With truckers wasting fewer hours queuing at borders, car makers like Opel and Audi will be able to plan their logistics and schedules more efficiently.

Csemy Katalin at Audi's Hungarian unit, one of the country's biggest exporters, said administration would be much less of a burden after May, "especially in the customs department."

"May 1 will bring a big change in my job, it'll be a huge relief," said Cornelis Van An Rijn, a Dutchman who runs a small firm importing flowers from the Netherlands to Poland.

"For seven years I've been paying huge tariffs on each lorry, from 15,000 to 40,000 zlotys ($4,000 to $10,550) on a truckload of roses.
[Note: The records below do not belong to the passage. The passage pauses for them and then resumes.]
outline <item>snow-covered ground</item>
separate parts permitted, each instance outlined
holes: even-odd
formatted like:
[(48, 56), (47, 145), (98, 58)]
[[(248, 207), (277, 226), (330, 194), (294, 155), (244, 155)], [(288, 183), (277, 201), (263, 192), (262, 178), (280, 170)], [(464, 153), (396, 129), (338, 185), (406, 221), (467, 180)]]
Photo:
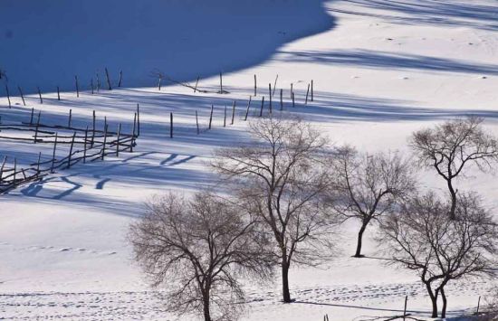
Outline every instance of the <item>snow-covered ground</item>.
[[(14, 3), (21, 2), (3, 2), (0, 9), (6, 7), (8, 12), (8, 5)], [(186, 3), (195, 6), (196, 2)], [(208, 13), (215, 11), (212, 7), (216, 4), (226, 1), (212, 3)], [(248, 3), (244, 2), (242, 8), (249, 10), (252, 6)], [(282, 8), (282, 14), (288, 8), (290, 16), (303, 5), (299, 1), (295, 8), (294, 1), (269, 3), (272, 8)], [(318, 1), (310, 3), (314, 6)], [(264, 13), (264, 4), (255, 1), (253, 6)], [(168, 9), (168, 5), (163, 5)], [(187, 5), (171, 2), (172, 8), (177, 9), (178, 5), (183, 9), (182, 5)], [(216, 17), (236, 16), (237, 8), (225, 7)], [(279, 11), (270, 13), (278, 15)], [(99, 126), (102, 126), (106, 116), (111, 128), (120, 122), (129, 131), (136, 104), (139, 103), (142, 127), (134, 153), (77, 165), (0, 197), (0, 319), (168, 319), (157, 293), (148, 287), (130, 260), (130, 248), (125, 241), (127, 226), (140, 215), (148, 197), (171, 189), (195, 191), (215, 182), (206, 164), (213, 150), (249, 138), (243, 118), (253, 93), (254, 74), (258, 77), (259, 89), (258, 96), (253, 97), (250, 117), (254, 117), (261, 97), (268, 96), (268, 83), (273, 85), (278, 74), (277, 89), (284, 90), (285, 112), (303, 115), (336, 144), (350, 143), (360, 150), (407, 151), (407, 138), (414, 130), (467, 114), (485, 117), (486, 127), (498, 134), (495, 1), (338, 0), (327, 1), (320, 10), (310, 10), (308, 14), (302, 30), (296, 17), (293, 23), (283, 19), (286, 23), (282, 23), (283, 30), (271, 31), (271, 42), (275, 45), (264, 47), (271, 53), (253, 55), (258, 52), (257, 41), (253, 38), (239, 39), (242, 44), (234, 44), (235, 48), (251, 48), (253, 53), (230, 53), (226, 48), (231, 47), (231, 38), (219, 39), (225, 50), (215, 53), (215, 60), (196, 62), (195, 69), (187, 68), (186, 75), (180, 72), (183, 64), (176, 65), (172, 74), (190, 80), (197, 73), (233, 71), (224, 75), (224, 89), (230, 91), (226, 95), (194, 93), (181, 86), (164, 87), (160, 92), (156, 88), (133, 87), (101, 90), (95, 95), (85, 91), (80, 98), (65, 92), (61, 101), (56, 94), (48, 93), (43, 94), (43, 105), (36, 95), (30, 95), (26, 98), (28, 107), (22, 105), (20, 98), (11, 97), (14, 104), (12, 109), (6, 108), (6, 98), (1, 97), (4, 123), (29, 120), (30, 108), (34, 107), (42, 110), (47, 123), (64, 122), (69, 109), (72, 109), (74, 121), (88, 125), (95, 109)], [(5, 10), (0, 14), (8, 15)], [(318, 27), (308, 24), (314, 21), (312, 14), (320, 20)], [(237, 22), (230, 21), (224, 28), (238, 30)], [(275, 24), (280, 24), (278, 21)], [(254, 26), (250, 20), (242, 20), (240, 24), (243, 34)], [(285, 28), (292, 29), (293, 34), (288, 42), (278, 40), (282, 35), (279, 33), (285, 33)], [(254, 30), (264, 33), (264, 28)], [(203, 38), (203, 34), (195, 37)], [(302, 38), (294, 40), (296, 37)], [(192, 42), (195, 39), (188, 40)], [(4, 43), (2, 40), (0, 57)], [(182, 48), (191, 49), (189, 45)], [(140, 55), (136, 54), (139, 58), (127, 61), (129, 72), (138, 74), (139, 66), (147, 77), (152, 65), (139, 63)], [(14, 71), (17, 64), (22, 67), (23, 63), (12, 61), (7, 61), (0, 69), (7, 70), (10, 81), (15, 79), (21, 83), (25, 74), (17, 77)], [(14, 68), (9, 70), (9, 63)], [(123, 65), (113, 68), (123, 68), (127, 75)], [(71, 64), (64, 65), (57, 72), (72, 75), (79, 71), (69, 68)], [(35, 80), (43, 83), (46, 75), (36, 73), (36, 70), (33, 72), (31, 82), (26, 82), (30, 86), (36, 86)], [(88, 77), (91, 77), (90, 73)], [(50, 81), (59, 80), (53, 76)], [(314, 101), (304, 106), (307, 85), (311, 80)], [(65, 86), (71, 88), (72, 78), (67, 81)], [(291, 83), (297, 91), (295, 109), (289, 98)], [(137, 76), (135, 84), (140, 84), (140, 77)], [(199, 88), (211, 91), (215, 91), (217, 86), (216, 76), (199, 82)], [(234, 99), (237, 101), (235, 123), (224, 128), (225, 106), (230, 110)], [(273, 106), (278, 108), (274, 100)], [(207, 131), (212, 104), (214, 128)], [(199, 136), (196, 133), (196, 110), (201, 125)], [(177, 124), (173, 139), (168, 137), (169, 112), (174, 113)], [(50, 151), (49, 146), (0, 140), (0, 156), (17, 156), (25, 163), (35, 161), (39, 152), (50, 158)], [(431, 173), (421, 173), (420, 179), (423, 187), (444, 188)], [(494, 175), (473, 173), (459, 182), (459, 188), (479, 192), (490, 207), (498, 208), (496, 182)], [(367, 231), (365, 253), (369, 258), (350, 258), (356, 228), (350, 222), (341, 229), (339, 243), (342, 252), (335, 260), (321, 269), (292, 269), (292, 294), (296, 303), (280, 302), (278, 279), (270, 285), (248, 285), (249, 309), (244, 319), (321, 320), (328, 314), (330, 320), (352, 320), (360, 316), (393, 316), (402, 310), (407, 295), (408, 310), (427, 316), (429, 300), (417, 278), (386, 267), (377, 257), (371, 240), (375, 228)], [(485, 296), (496, 283), (474, 279), (453, 284), (447, 291), (449, 315), (472, 312), (478, 297)]]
I'll be able to build a small palace every month from the money saved on tariffs."

While most existing EU members will only gradually welcome job seekers from the East, students from the ex-communist states will be eligible from May to attend university anywhere in the EU, paying less for tuition as "home" students than they do now.

But, while the cost of getting a Western degree may be lower, the higher cost of living in cities like Paris, London or Berlin may deter some would-be traveling scholars.

Many degrees -- from architecture to veterinary -- will be recognized EU-wide from May, no matter where they were obtained.

As the date nears, some customs issues still need to be clarified or re-drafted, but there is little sense of panic.

"There is a Hungarian genius for brilliant improvization," said one Budapest-based diplomat. "It looks a shambles until five to midnight and then turns out to be very well organized."